Division of Nephrology, University of Maryland Medical Center, Baltimore, MD, USA.
J Gen Intern Med. 2012 Sep;27(9):1127-34. doi: 10.1007/s11606-012-2069-6. Epub 2012 Apr 27.
Consumption of sugar-sweetened beverages (SSBs) is associated with an increased risk of hypertension in cross-sectional studies. However, prospective data are limited.
To examine the associations between SSBs and artificially sweetened beverages (ASBs) with incident hypertension.
Prospective analysis using Cox proportional hazards regression to examine the association between SSBs and ASBs with incident hypertension in three large, prospective cohorts, the Nurses' Health Studies I (n = 88,540 women) and II (n = 97,991 women) and the Health Professionals' Follow-Up Study (n = 37,360 men).
Adjusted hazard ratios for incident clinically diagnosed hypertension.
Higher SSB and ASB intake was associated with an increased risk of developing hypertension in all three cohorts. In a pooled analysis, participants who consumed at least one SSB daily had an adjusted HR for incident hypertension of 1.13 (95 % CI, 1.09-1.17) compared with those who did not consume SSBs; for persons who drank at least one ASB daily, the adjusted HR was 1.14 (95 % CI, 1.09-1.18). The association between sweetened beverage intake and hypertension was stronger for carbonated beverages versus non-carbonated beverages, and for cola-containing versus non-cola beverages in the NHS I and NHS II cohorts only. Higher fructose intake from SSBs as a percentage of daily calories was associated with increased hypertension risk in NHS I and NHS II (p-trend = 0.001 in both groups), while higher fructose intake from sources other than SSBs was associated with a decrease in hypertension risk in NHS II participants (p-trend = 0.006).

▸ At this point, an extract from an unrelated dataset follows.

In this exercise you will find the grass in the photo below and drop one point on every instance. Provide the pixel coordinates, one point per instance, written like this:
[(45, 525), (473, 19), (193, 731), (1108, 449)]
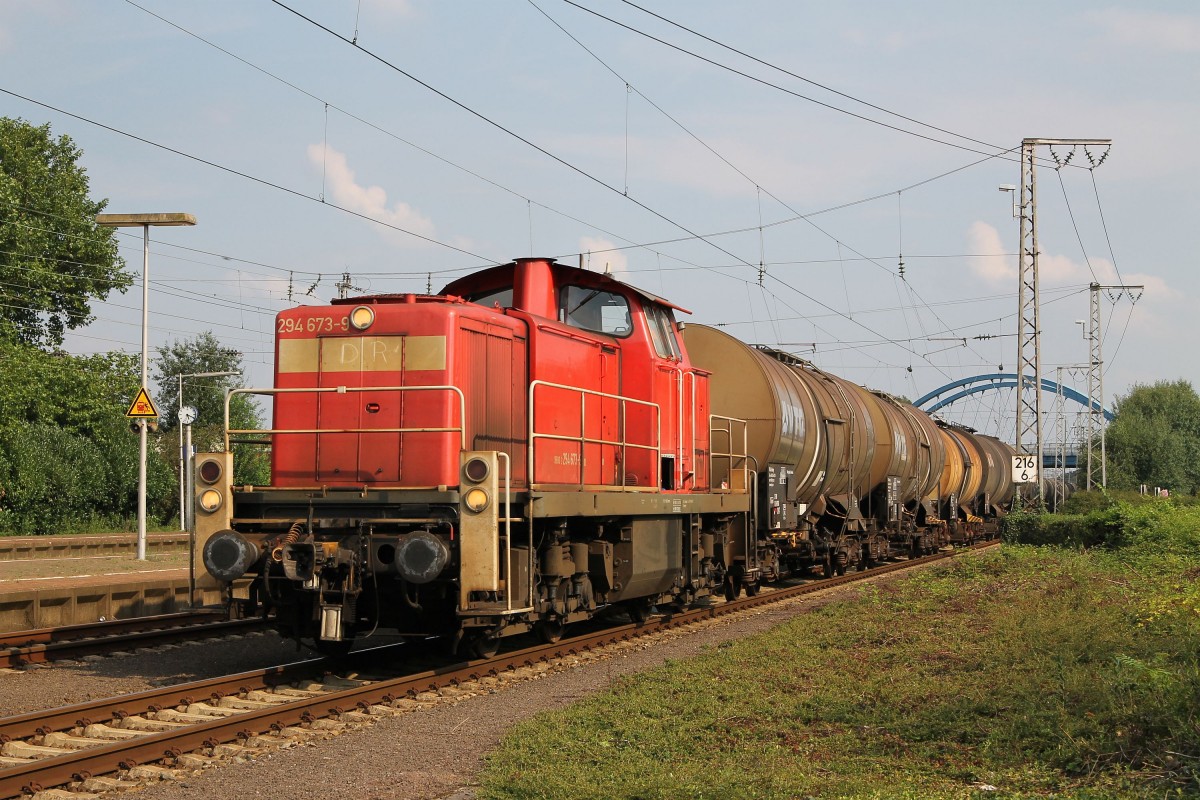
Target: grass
[(1032, 672)]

Residual confounding factors may interfere with the interpretation of results.
SSBs and ASBs are independently associated with an increased risk of incident hypertension after controlling for multiple potential confounders. These associations may be mediated by factors common to both SSBs and ASBs (e.g., carbonation or cola), but are unlikely to be due to fructose.
横断面研究表明,饮用含糖饮料(SSB)会增加患高血压的风险。然而,前瞻性数据有限。
研究 SSB 和人工加糖饮料(ASB)与新发高血压的相关性。
使用 Cox 比例风险回归对 3 个大型前瞻性队列(护士健康研究 I(n=88540 名女性)和 II(n=97991 名女性)和健康专业人员随访研究(n=37360 名男性)中的 SSB 和 ASB 与新发高血压的相关性进行前瞻性分析。
对新确诊高血压的发病率进行调整后的风险比。
在所有 3 个队列中,较高的 SSB 和 ASB 摄入量与高血压发病风险增加相关。在汇总分析中,与不饮用 SSB 的参与者相比,每天至少饮用一种 SSB 的参与者发生高血压的调整后 HR 为 1.13(95%CI,1.09-1.17);对于每天至少饮用一种 ASB 的人,调整后的 HR 为 1.14(95%CI,1.09-1.18)。仅在 NHS I 和 NHS II 队列中,与饮用非碳酸 SSB 相比,饮用碳酸 SSB 与高血压的相关性更强;与饮用不含可乐的 SSB 相比,饮用含可乐的 SSB 与高血压的相关性更强。在 NHS I 和 NHS II 中,SSB 中果糖摄入量占每日卡路里的百分比与高血压风险增加相关(两组的 P 趋势均=0.001),而 SSB 以外的其他来源的果糖摄入量与 NHS II 参与者的高血压风险降低相关(P 趋势=0.006)。
残留的混杂因素可能会干扰结果的解释。
在控制了多个潜在混杂因素后,SSB 和 ASB 与新发高血压的风险增加独立相关。这些相关性可能是由 SSB 和 ASB 共有的因素介导的(例如碳酸化或可乐),但不太可能是由于果糖。